Ray Morris, CEO of CREDO, which has given more than $9.9 million to gender equality and is the largest corporate funder of Planned Parenthood.

As I continue to survey the landscape of gender equality giving, I am occasionally struck by a particularly effective corporate model for supporting this work. One of the most stunning examples of how corporations can turn their dollars around for the cause of women’s rights is CREDO Mobile, which has been funding gender equality movements for the past three decades.

CREDO Mobile grew out of Working Assets, one of the early corporations to grasp the idea of the potential for funding nonprofits via business. The company started as a long distance provider, and then went into credit cards. One of the company’s first credit card products was a card that generated donations to progressive nonprofits with every use.

Today, CREDO Mobile is led by Ray Morris, who spoke to me from his San Francisco office. Morris has only been CEO of CREDO for a year and a half, but his voice swells with pride and awe at the work CREDO has done, and will continue to do, to fund progressive movements with their business model.

In fact, gender equality accounts for about 11.7% of CREDO’s funding for progressive causes, since the company estimates making a total of $84 million in contributions since its founding, with an estimated $9.9 million of that going to women’s issues.  This means CREDO is beating out philanthropy as a whole in its funding of gender equality, since estimates of the percentage of foundation funding going for women and girls range from 5-7%.

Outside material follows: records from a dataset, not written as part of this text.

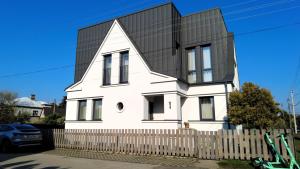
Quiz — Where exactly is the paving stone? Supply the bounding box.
[44,149,206,169]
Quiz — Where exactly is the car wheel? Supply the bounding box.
[1,140,11,153]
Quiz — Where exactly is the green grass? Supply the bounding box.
[218,134,300,169]
[218,160,253,169]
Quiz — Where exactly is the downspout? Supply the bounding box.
[224,82,231,129]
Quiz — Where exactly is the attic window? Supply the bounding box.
[117,102,124,112]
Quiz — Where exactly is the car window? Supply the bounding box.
[0,125,13,131]
[15,125,36,130]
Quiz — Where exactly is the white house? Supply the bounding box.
[65,3,239,131]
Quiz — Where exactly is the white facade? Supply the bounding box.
[65,20,238,131]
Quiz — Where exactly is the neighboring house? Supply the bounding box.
[65,3,239,131]
[14,95,51,118]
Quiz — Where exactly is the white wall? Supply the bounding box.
[65,21,238,131]
[66,21,178,128]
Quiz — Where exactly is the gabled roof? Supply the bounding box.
[74,3,233,83]
[15,97,48,108]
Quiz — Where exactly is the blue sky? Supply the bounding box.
[0,0,300,112]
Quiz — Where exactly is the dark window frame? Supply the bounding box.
[77,100,87,121]
[102,54,112,86]
[185,46,197,84]
[200,44,214,83]
[198,96,216,121]
[119,50,129,84]
[92,98,103,121]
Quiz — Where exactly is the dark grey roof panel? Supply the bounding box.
[75,3,234,83]
[181,9,229,83]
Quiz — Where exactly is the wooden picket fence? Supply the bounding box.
[43,129,294,160]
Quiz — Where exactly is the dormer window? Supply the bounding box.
[202,46,212,82]
[103,54,111,85]
[120,51,129,83]
[187,48,196,83]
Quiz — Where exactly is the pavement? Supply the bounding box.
[0,149,219,169]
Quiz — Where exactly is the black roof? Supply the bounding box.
[74,3,234,84]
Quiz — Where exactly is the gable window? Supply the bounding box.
[32,110,39,116]
[93,99,102,120]
[103,55,111,85]
[187,48,196,83]
[78,100,86,120]
[120,51,129,83]
[199,96,215,121]
[202,46,212,82]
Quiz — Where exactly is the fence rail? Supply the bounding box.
[42,129,294,160]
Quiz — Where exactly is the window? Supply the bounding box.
[120,51,129,83]
[202,46,212,82]
[187,48,196,83]
[103,55,111,85]
[0,125,13,131]
[93,99,102,120]
[199,97,215,121]
[78,100,86,120]
[117,102,124,113]
[32,110,39,116]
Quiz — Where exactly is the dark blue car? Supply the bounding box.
[0,124,42,152]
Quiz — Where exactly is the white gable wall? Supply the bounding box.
[66,21,177,128]
[65,21,238,131]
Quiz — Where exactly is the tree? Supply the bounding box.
[0,91,17,123]
[228,82,287,128]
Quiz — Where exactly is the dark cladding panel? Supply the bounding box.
[181,9,231,83]
[118,4,176,77]
[75,3,234,86]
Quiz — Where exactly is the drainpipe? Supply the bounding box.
[224,80,230,129]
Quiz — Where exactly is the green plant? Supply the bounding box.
[228,83,288,128]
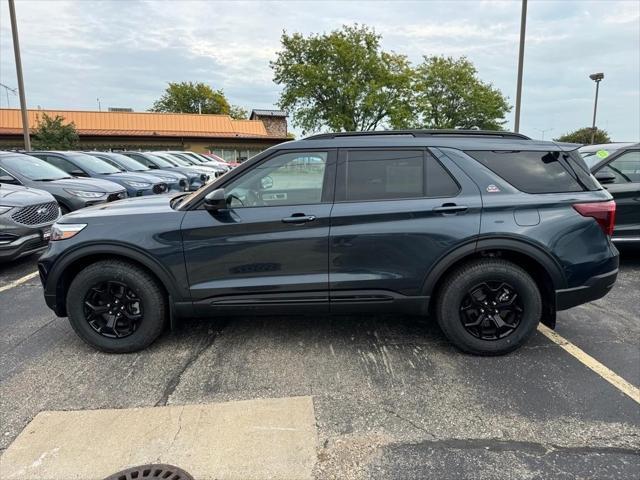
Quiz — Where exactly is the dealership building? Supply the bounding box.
[0,109,288,161]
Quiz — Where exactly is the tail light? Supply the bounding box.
[573,200,616,236]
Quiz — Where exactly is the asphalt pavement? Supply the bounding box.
[0,251,640,479]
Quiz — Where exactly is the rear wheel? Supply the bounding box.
[67,260,165,353]
[436,258,542,355]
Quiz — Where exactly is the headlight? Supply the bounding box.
[124,180,151,188]
[50,223,87,242]
[64,188,106,198]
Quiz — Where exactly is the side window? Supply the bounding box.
[602,150,640,183]
[345,150,424,201]
[466,150,583,193]
[225,152,328,208]
[427,154,460,197]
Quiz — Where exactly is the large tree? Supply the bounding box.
[150,82,231,115]
[33,113,79,150]
[554,127,611,145]
[412,56,511,130]
[271,25,411,131]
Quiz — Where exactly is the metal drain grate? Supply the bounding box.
[104,464,194,480]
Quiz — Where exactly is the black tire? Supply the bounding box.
[67,260,166,353]
[436,258,542,355]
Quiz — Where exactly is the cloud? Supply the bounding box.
[0,0,640,139]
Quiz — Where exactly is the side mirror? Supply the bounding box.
[204,188,227,212]
[260,175,273,190]
[0,175,20,185]
[596,170,616,185]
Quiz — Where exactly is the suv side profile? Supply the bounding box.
[39,130,619,355]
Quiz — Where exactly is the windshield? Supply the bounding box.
[66,153,121,175]
[0,155,71,181]
[107,153,149,172]
[163,154,191,167]
[149,153,180,167]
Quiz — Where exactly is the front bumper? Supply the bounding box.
[556,268,618,310]
[0,230,49,262]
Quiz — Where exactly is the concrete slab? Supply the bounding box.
[0,396,317,480]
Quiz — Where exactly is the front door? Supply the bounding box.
[182,150,336,313]
[602,150,640,242]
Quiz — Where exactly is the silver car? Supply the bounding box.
[0,184,60,262]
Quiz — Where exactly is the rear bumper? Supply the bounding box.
[556,268,618,310]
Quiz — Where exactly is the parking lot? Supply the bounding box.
[0,250,640,479]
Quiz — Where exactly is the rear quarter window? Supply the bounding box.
[466,150,597,193]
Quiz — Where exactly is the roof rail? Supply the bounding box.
[302,129,531,140]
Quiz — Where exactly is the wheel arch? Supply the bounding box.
[423,238,566,328]
[47,245,180,316]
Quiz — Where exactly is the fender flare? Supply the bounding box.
[422,237,567,295]
[46,243,184,298]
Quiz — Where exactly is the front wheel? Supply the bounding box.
[436,258,542,355]
[67,260,165,353]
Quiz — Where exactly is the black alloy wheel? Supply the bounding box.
[84,280,144,338]
[460,282,524,340]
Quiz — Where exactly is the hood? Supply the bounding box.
[100,172,162,185]
[63,195,178,223]
[43,177,122,193]
[0,183,56,207]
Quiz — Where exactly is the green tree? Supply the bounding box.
[270,24,411,131]
[229,105,249,120]
[413,56,511,130]
[149,82,231,115]
[554,127,611,145]
[33,113,79,150]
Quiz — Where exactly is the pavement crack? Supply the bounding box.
[155,331,220,407]
[400,438,640,456]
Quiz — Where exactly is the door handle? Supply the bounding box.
[433,203,469,215]
[282,213,316,223]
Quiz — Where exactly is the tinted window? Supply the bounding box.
[466,151,583,193]
[427,155,460,197]
[225,152,327,208]
[602,150,640,183]
[345,150,424,201]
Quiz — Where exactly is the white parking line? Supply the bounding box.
[0,272,38,292]
[538,324,640,403]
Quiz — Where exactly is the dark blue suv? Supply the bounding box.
[39,130,618,355]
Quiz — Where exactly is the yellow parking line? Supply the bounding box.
[0,272,38,292]
[538,324,640,403]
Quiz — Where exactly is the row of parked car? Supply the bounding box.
[0,151,232,261]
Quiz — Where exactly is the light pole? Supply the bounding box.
[513,0,527,133]
[589,72,604,145]
[9,0,31,152]
[536,128,553,140]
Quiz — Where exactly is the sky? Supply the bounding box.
[0,0,640,141]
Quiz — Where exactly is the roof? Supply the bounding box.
[0,108,288,139]
[278,131,579,151]
[249,109,287,120]
[580,142,638,152]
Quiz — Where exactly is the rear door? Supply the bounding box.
[329,148,481,311]
[598,149,640,242]
[182,150,335,310]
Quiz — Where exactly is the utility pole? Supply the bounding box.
[513,0,527,133]
[9,0,31,152]
[589,72,604,145]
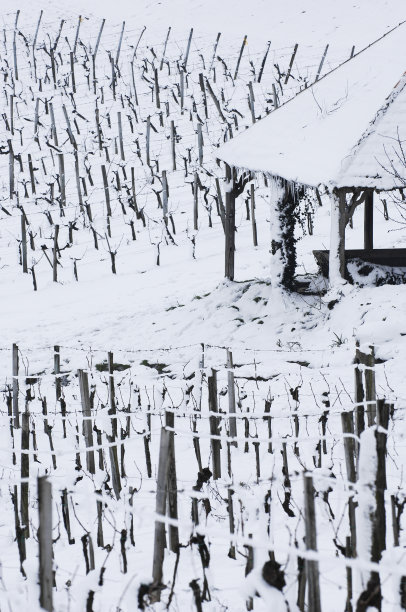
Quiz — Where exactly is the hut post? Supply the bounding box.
[328,189,346,287]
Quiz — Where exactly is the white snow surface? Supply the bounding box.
[218,24,406,190]
[0,0,406,612]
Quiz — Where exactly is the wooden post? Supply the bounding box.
[225,164,235,280]
[151,427,170,602]
[315,45,329,81]
[197,121,203,166]
[285,43,299,85]
[116,21,125,66]
[7,140,15,200]
[55,154,66,207]
[78,370,96,474]
[159,27,172,70]
[341,412,357,569]
[101,165,111,217]
[162,170,168,223]
[20,402,30,538]
[303,473,321,612]
[52,225,59,283]
[145,115,151,166]
[69,51,76,93]
[250,183,258,246]
[234,35,247,81]
[207,370,221,480]
[227,350,237,446]
[13,9,20,81]
[21,210,28,274]
[171,121,176,171]
[154,68,161,109]
[12,344,20,429]
[38,476,53,612]
[364,189,374,251]
[193,172,199,231]
[329,189,346,285]
[165,412,179,553]
[107,352,121,499]
[183,28,193,70]
[117,112,125,161]
[258,40,271,83]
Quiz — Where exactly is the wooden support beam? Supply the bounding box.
[224,164,235,280]
[329,189,346,286]
[364,189,374,251]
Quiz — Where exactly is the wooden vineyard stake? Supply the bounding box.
[117,112,125,161]
[245,533,254,611]
[20,402,30,538]
[207,370,221,480]
[183,28,193,70]
[116,21,125,66]
[209,32,221,73]
[315,45,329,81]
[285,43,299,85]
[154,68,161,109]
[263,400,273,453]
[151,427,170,603]
[54,345,66,438]
[38,476,53,612]
[107,352,121,499]
[171,121,176,171]
[69,51,76,93]
[193,172,199,231]
[162,170,168,223]
[52,225,59,283]
[159,27,172,70]
[55,153,66,209]
[13,9,20,81]
[197,122,204,166]
[227,350,238,446]
[7,140,15,200]
[250,184,258,246]
[21,210,28,274]
[78,370,96,474]
[341,412,357,558]
[303,473,321,612]
[365,346,376,427]
[225,164,235,280]
[258,40,271,83]
[234,35,247,81]
[61,489,75,545]
[248,81,256,123]
[32,10,44,82]
[145,115,151,166]
[12,344,20,429]
[165,411,179,553]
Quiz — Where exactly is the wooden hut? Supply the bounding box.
[217,23,406,284]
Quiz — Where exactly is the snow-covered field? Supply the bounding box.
[0,0,406,611]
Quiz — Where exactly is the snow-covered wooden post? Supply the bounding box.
[329,189,346,287]
[224,164,235,280]
[270,178,285,288]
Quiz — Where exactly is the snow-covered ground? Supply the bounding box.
[0,0,406,612]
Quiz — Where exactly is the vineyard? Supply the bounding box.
[1,345,404,610]
[0,4,406,612]
[0,12,354,291]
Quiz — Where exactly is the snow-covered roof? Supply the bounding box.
[217,23,406,190]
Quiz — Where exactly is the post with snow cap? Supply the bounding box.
[329,189,346,287]
[224,164,235,280]
[303,472,321,612]
[38,476,53,612]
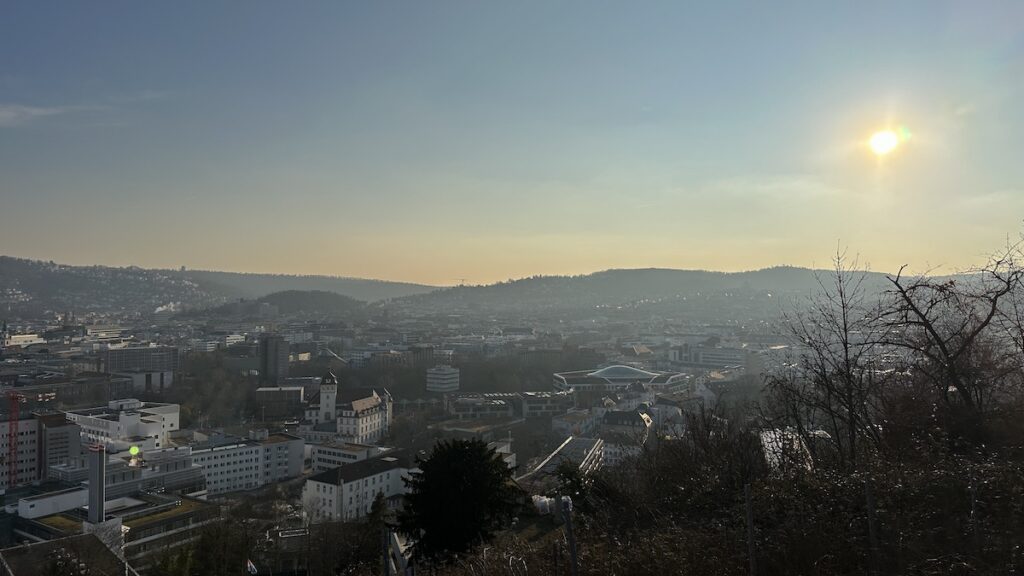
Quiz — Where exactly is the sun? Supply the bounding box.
[867,130,900,156]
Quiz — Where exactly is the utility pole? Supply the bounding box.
[381,524,391,576]
[562,496,580,576]
[743,484,758,576]
[864,478,879,573]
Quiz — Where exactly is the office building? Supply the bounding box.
[427,366,459,394]
[259,334,290,385]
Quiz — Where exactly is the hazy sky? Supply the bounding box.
[0,0,1024,284]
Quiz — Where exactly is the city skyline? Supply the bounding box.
[0,2,1024,285]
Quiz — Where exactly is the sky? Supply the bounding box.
[0,0,1024,285]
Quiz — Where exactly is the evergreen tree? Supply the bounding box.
[398,440,518,560]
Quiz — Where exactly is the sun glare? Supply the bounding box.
[867,130,899,156]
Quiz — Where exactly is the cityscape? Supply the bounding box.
[0,1,1024,576]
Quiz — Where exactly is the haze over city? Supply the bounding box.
[0,0,1024,576]
[0,2,1024,285]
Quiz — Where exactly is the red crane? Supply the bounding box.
[7,390,25,489]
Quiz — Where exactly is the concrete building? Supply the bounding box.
[449,396,515,420]
[43,446,206,498]
[516,436,604,494]
[259,334,290,385]
[0,413,81,490]
[189,433,305,494]
[600,410,654,466]
[256,386,305,420]
[302,450,415,523]
[67,398,179,453]
[115,370,174,393]
[517,392,574,418]
[554,365,687,392]
[309,442,389,474]
[551,410,601,438]
[427,366,459,394]
[300,373,394,444]
[96,346,181,374]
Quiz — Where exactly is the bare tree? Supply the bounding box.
[766,250,885,468]
[879,239,1024,445]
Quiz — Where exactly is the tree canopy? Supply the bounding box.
[398,440,518,559]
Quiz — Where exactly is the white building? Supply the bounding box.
[191,434,305,494]
[67,398,179,452]
[427,366,459,394]
[302,450,415,523]
[600,410,654,466]
[302,373,394,444]
[309,442,388,474]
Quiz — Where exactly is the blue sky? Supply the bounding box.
[0,1,1024,284]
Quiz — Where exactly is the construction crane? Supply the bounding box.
[7,390,26,489]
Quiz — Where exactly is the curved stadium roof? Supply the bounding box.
[587,365,658,380]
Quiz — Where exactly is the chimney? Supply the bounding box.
[89,444,106,524]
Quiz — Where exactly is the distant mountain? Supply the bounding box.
[182,271,437,302]
[400,266,886,310]
[256,290,364,314]
[0,256,435,315]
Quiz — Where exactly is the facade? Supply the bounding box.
[115,370,174,393]
[519,392,574,418]
[67,398,179,452]
[0,414,81,489]
[554,365,687,392]
[191,441,263,494]
[516,436,604,494]
[256,433,306,484]
[310,443,388,474]
[43,446,206,499]
[427,366,459,394]
[259,334,290,385]
[256,386,305,420]
[302,450,415,523]
[600,410,654,466]
[302,374,394,444]
[96,346,181,374]
[189,434,305,494]
[449,396,515,420]
[551,410,601,438]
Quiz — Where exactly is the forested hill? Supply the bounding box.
[184,271,436,302]
[393,266,886,308]
[0,256,434,316]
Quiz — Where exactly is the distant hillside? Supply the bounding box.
[256,290,364,314]
[0,256,434,315]
[183,271,436,302]
[402,266,886,310]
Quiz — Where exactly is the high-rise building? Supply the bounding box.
[259,334,289,385]
[96,346,181,373]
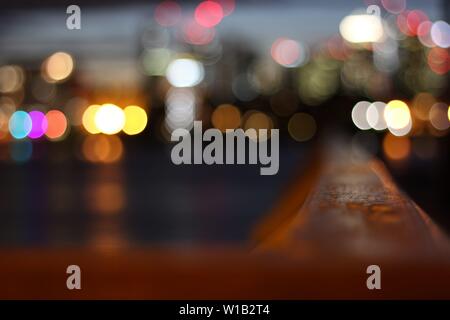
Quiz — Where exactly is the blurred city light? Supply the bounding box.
[82,104,100,134]
[28,111,48,139]
[430,20,450,48]
[166,59,204,88]
[352,101,371,130]
[123,106,147,135]
[9,111,33,139]
[45,110,68,140]
[94,103,125,135]
[42,52,74,82]
[211,104,241,132]
[339,14,384,43]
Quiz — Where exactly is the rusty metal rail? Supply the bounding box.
[0,144,450,299]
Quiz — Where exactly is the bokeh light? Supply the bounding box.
[182,19,216,45]
[366,101,387,130]
[211,104,241,132]
[431,20,450,48]
[42,52,74,82]
[94,103,125,135]
[406,10,428,35]
[0,65,25,93]
[123,106,147,135]
[45,110,67,140]
[427,47,450,75]
[165,88,196,132]
[81,104,100,134]
[9,111,32,139]
[429,102,450,130]
[166,59,204,88]
[384,100,411,129]
[212,0,236,16]
[412,92,436,121]
[28,111,48,139]
[270,38,307,68]
[339,14,384,43]
[417,20,435,48]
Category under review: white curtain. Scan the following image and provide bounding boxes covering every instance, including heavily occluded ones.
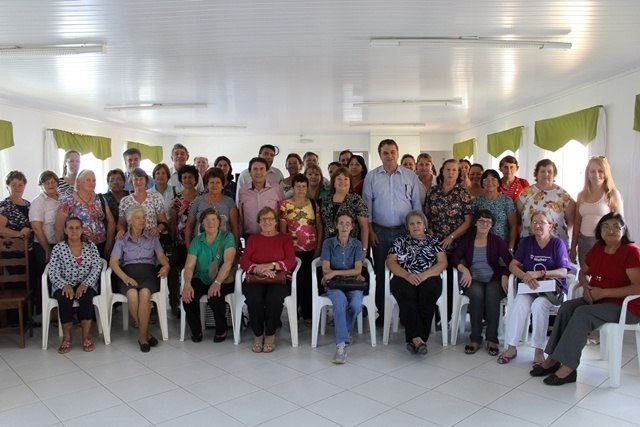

How does CREDO do it? “Every month we give $150,000 to 3 groups that are chosen by an internal committee that represents every working department of our company,” said Morris, in a recent interview with Philanthropy Women. These funds go for a wide range of progressive causes, including gender equality nonprofits like Women for Afghan Women, NARAL, and the National Coalition Against Domestic Violence.

In this way, employees of CREDO are actively engaged in decision-making around the company’s giving, and the company’s gender equality giving goes to support a wide range of gender equality nonprofits. CREDO is the largest corporate funder of Planned Parenthood and a significant funder for the Ms. Foundation, the Global Fund for Women, and the Feminist Majority, but it also funds groups doing grassroots work like the National Latina Institute for Reproductive Health, which takes a multi-dimensional approach to helping women get empowered, from health to education to political involvement. When the National Latina Institute recently presented at CREDO Mobile, Morris said it was a profound experience for him, realizing the power of their work. “It made such an impact on me that I was crying in the background,” he said.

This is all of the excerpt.